Pulp Fiction é um marco do cinema, que atirou para a ribalta Quentin Tarantino e as suas ideias controversas (ainda poucos tinham visto o brilhante “Cães Danados”).

Repleto de referências ao cinema dos anos 70 e com uma escolha de casting excepcional, Pulp Fiction conquistou o público com um discurso incisivo (os monólogos bíblicos de Samuel L. Jackson são um exemplo disso), uma violência propositadamente mordaz e uma não linearidade na sucessão dos acontecimentos, tudo isto, associado a um ritmo alucinante.

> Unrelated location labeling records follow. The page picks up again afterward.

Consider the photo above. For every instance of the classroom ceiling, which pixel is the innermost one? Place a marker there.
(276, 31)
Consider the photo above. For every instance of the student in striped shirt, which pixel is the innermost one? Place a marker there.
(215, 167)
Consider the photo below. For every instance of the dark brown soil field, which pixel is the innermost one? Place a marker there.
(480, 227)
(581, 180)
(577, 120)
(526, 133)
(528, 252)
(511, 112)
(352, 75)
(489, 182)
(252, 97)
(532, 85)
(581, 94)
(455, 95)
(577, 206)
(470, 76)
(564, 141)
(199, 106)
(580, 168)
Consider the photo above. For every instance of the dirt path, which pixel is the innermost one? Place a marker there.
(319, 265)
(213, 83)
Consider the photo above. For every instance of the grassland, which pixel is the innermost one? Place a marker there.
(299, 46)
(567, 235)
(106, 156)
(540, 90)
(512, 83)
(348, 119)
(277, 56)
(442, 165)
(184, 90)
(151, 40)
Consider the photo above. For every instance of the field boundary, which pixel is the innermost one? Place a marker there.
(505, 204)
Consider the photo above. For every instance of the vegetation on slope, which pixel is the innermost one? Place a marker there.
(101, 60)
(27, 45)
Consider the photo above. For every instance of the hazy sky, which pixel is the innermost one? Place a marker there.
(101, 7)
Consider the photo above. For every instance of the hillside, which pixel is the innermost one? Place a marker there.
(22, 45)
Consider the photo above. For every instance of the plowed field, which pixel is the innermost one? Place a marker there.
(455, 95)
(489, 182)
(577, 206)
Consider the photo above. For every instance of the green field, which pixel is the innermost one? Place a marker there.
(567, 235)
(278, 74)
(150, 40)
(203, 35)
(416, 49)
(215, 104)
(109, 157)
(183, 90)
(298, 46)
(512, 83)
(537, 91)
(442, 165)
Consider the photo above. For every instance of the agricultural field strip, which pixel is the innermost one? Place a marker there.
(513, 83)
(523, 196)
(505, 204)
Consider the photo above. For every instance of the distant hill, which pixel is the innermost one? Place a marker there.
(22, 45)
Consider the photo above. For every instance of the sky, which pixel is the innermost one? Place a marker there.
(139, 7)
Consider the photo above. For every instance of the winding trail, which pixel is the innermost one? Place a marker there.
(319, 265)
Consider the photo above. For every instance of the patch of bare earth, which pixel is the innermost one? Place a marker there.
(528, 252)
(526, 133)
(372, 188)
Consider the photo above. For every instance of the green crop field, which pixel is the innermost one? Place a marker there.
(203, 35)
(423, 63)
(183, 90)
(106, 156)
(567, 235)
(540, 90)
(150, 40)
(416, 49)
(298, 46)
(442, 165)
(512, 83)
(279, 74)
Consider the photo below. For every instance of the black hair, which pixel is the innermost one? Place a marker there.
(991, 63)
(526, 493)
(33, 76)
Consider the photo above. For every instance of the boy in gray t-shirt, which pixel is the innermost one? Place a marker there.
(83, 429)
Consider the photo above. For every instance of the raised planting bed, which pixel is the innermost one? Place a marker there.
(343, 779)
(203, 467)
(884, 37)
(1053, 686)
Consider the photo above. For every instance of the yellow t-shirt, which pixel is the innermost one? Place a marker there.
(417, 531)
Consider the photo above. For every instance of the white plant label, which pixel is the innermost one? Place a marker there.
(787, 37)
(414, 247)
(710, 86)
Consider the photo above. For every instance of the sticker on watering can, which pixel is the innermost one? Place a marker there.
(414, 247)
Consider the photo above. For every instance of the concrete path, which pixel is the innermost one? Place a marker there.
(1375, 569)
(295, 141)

As três narrativas principais entrelaçadas de dois assassinos, um pugilista e um casal, valeram-lhe a nomeação para sete Óscares da Academia, acabando por vencer na categoria de Melhor Argumento Original, ganhando também o Globo de Ouro para Melhor Argumento e a Palma D'Ouro do Festival de Cannes para Melhor Filme.

O elenco era composto por nomes como John Travolta, Samuel L. Jackson, Bruce Willis, Uma Thurman e (porque há um português em cada canto do mundo) Maria de Medeiros.

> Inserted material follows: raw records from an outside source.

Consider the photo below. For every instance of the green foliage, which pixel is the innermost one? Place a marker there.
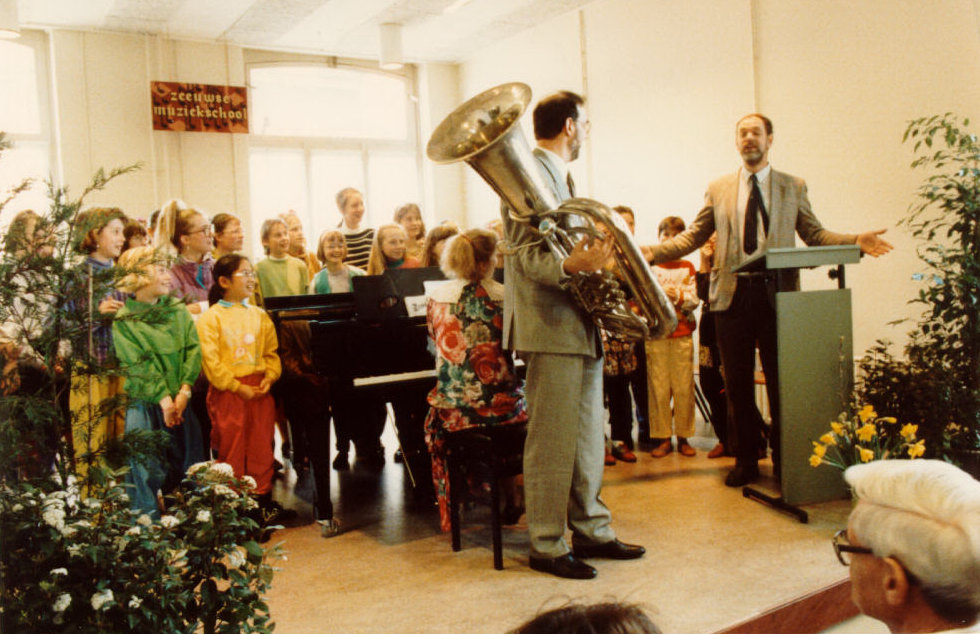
(93, 565)
(73, 556)
(937, 384)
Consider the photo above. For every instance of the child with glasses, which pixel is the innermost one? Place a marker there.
(238, 350)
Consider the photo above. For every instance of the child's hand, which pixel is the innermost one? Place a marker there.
(109, 306)
(169, 412)
(246, 392)
(180, 404)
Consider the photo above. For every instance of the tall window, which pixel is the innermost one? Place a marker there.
(316, 129)
(25, 121)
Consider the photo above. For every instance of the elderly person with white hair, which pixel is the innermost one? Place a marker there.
(913, 545)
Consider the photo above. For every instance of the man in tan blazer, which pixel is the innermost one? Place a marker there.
(563, 456)
(753, 209)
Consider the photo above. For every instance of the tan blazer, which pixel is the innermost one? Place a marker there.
(539, 315)
(789, 215)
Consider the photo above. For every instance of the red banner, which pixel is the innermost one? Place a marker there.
(199, 107)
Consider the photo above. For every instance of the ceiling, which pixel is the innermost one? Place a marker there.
(433, 30)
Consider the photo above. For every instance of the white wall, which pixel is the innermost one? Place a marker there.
(666, 82)
(102, 101)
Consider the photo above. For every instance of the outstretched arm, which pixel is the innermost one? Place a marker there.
(872, 244)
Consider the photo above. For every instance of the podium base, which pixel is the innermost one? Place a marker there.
(777, 503)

Para muitos a sua banda sonora continua a constar na lista das melhores de sempre, e na memória cinéfila, ficam eternamente, os passos de dança de Uma Thurman e Travolta.

As personagens pareciam ser feitas à medida de cada actor.
Para John Travolta, até então conhecido pelos musicais “Grease” e “Febre de Sábado à Noite”, dar vida a Vincent Vega foi como um renascer na sua carreira.

Uma Thurman começou por recusar o papel de Mia Wallace, mas Tarantino soube ser persuasivo e leu-lhe o guião ao telefone até ela o aceitar.

Começava ali uma parceria profissional (como é habitual de Tarantino) que voltaria ao topo do sucesso com “Kill Bill”, quase 10 anos depois.

Com um humor negro afiadíssimo, Tarantino provou em 1994 que veio para revolucionar o cinema independente americano e nasceu aí uma inspirada carreira de sucesso, que ainda hoje é politicamente incorrecta, contradizendo-se da restante indústria.

Pulp Fiction é uma obra genial. Uma obra crua e simultaneamente refrescante, que sobreviveu ao tempo e se tornou um clássico.
Pulp Fiction foi uma lição de cinema!

Curiosidade Cinéfila:
pulp fiction ou revista pulp são nomes dados a revistas feitas com papel de baixa qualidade a partir do início de 1900. Essas revistas geralmente eram dedicadas às histórias de fantasia e ficção científica e o termo “pulp fiction” foi usado para descrever histórias de qualidade menor ou absurdas.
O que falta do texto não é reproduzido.